Nella sfida che può aver segnato un passaggio di consegne, il ventiquattro volte campione Major ha espresso la sua ammirazione nei confronti del suo avversario per capacità tennistiche e serietà dimostrate dal suo arrivo nel tour: “Ha il potenziale per fare grandi cose. Lui è stato molto professionale sin dal suo arrivo nel circuito, condizione necessaria per ottenere successo. Avrà dalla sua parte tutto il Brasile, c’è grande entusiasmo attorno a lui”.
FATICA ACCUMULATA E MOMENTI UNICI
Prima dell’inizio dello Slam parigino, il campione serbo aveva preso parte ad un solo incontro, agli Internazionali d’Italia con Dino Prizmic, negli ultimi due mesi e mezzo. La durata delle tre sfide, secondo Nole, è stata notevole, influendo, però, solo in parte sull’esito finale: “Il numero di ore che ho giocato in questi tre match è paragonabile ad aver giocato ogni torneo negli ultimi tre mesi.
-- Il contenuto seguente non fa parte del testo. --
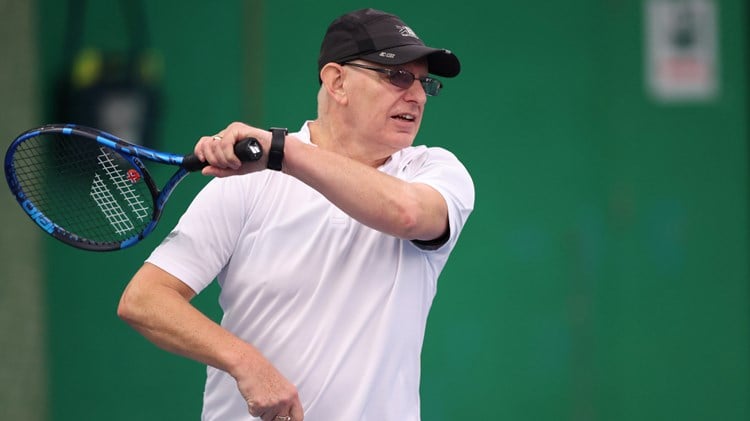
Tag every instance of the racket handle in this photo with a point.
(246, 150)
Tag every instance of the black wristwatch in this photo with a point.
(276, 153)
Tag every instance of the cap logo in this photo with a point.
(405, 31)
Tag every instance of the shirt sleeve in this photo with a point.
(441, 170)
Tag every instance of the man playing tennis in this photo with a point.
(327, 250)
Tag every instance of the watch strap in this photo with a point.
(276, 153)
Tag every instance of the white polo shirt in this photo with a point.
(339, 308)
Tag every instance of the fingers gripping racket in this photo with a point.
(90, 189)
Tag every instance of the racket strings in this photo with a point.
(86, 188)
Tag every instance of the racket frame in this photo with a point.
(130, 152)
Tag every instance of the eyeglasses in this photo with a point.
(403, 78)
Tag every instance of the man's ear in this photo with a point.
(332, 76)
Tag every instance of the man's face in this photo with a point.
(385, 114)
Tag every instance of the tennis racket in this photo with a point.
(90, 189)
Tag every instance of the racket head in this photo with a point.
(80, 190)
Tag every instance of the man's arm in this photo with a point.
(412, 211)
(157, 305)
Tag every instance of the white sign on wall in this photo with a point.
(681, 47)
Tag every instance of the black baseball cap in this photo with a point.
(382, 38)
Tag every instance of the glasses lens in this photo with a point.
(401, 78)
(431, 86)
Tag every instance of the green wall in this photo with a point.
(603, 275)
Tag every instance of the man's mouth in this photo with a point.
(405, 117)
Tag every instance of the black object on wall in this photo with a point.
(115, 91)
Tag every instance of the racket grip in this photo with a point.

Credo comunque di aver disputato una partita di ottimo livello oggi, considerando anche che venivo da uno stop di tre mesi per infortunio”.
Al di là del risultato, l’ex numero uno del mondo ha ottenuto un grande riconoscimento, forse ancor più prezioso: l’affetto del pubblico. “Un paio di volte, quando a malapena riuscivo a stare in piedi, mi sono girato verso il pubblico e vederli supportarmi in quel modo è stato speciale. Sono grato per questo tipo di emozioni”.